Tunisia - Economy



Agriculture, which engages about 22% of the labor force, is still the mainstay of the Tunisian economy, although minerals (especially crude oil and phosphates) and tourism are the leading sources of foreign exchange. Industrial development has increased rapidly since the 1960s. Tunisians live a middle class life-style with almost 80% of household owning their own home. The GDP grew by 4.7% annually during 1961–70, by 7.3% during 1970–81, by only 2.9% during 1982–87, and by 4.6% during 1988–98. It stood at 4.8% in 2001. An association agreement with the European Union signed in 1998 was forecast to have negative short-term effects to the economy (due to the required drop of trade barriers), but positive long-term effects.

After a period of socialist economic policies Tunisia began a structural reform program with the IMF designed to encourage a market-based economy. Privatization of state-owned enterprises began in 1987 with 67 of the government's 189 companies privatized through 1995. The privatization program, however, focused on smaller companies so as not to disrupt employment. Privatization of the energy, construction materials, and transport sectors, all of which contain unprofitable and overstaffed entities, has yet to occur. The reforms also decontrolled domestic prices and liberalized foreign trade. The private sector accounted for about 60% of output in 1999.

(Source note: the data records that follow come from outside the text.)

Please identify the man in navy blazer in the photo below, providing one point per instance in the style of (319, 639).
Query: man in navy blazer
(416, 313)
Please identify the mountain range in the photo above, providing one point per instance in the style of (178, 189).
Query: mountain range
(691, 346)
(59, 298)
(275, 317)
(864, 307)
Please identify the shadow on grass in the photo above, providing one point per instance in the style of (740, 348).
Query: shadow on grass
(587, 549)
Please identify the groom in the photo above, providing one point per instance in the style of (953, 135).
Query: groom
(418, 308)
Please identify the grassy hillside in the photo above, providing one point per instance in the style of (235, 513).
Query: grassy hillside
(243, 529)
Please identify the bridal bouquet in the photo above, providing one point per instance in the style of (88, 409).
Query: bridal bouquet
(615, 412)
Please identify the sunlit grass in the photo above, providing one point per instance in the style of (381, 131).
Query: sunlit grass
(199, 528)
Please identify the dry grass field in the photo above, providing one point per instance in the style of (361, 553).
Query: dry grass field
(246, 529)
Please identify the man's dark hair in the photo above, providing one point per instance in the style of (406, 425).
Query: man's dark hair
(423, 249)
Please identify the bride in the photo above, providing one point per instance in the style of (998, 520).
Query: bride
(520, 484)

Tourism, increasing as a growth sector, experienced a decline in 2001 following the 11 September 2001 terrorist attacks on the US: in 2002, there were 13% fewer tourists arriving in Tunisia in the first half of 2002 than during the same period in 2001. However, the government doubled its expenditures on tourism promotion in 2002. A drought in 2001–02 caused a decrease in cereal production, as well as in the production of olive oil.

Despite the beneficial effects that privatizing state-owned enterprises and introducing market reforms can have on the economy (including increasing foreign investment), there are drawbacks. Unemployment remained high in 2003, and the government acknowledged that jobs were being lost through privatization. In 2002, the banking and insurance sectors began to be privatized. Foreign trade, in terms both of imports and exports, increased markedly in 2001–02. The increases in exports during those years were due to the textile and clothing sector, leather and footwear sector, mechanical and electrical industries, and the agro-food, phosphates, and energy sectors.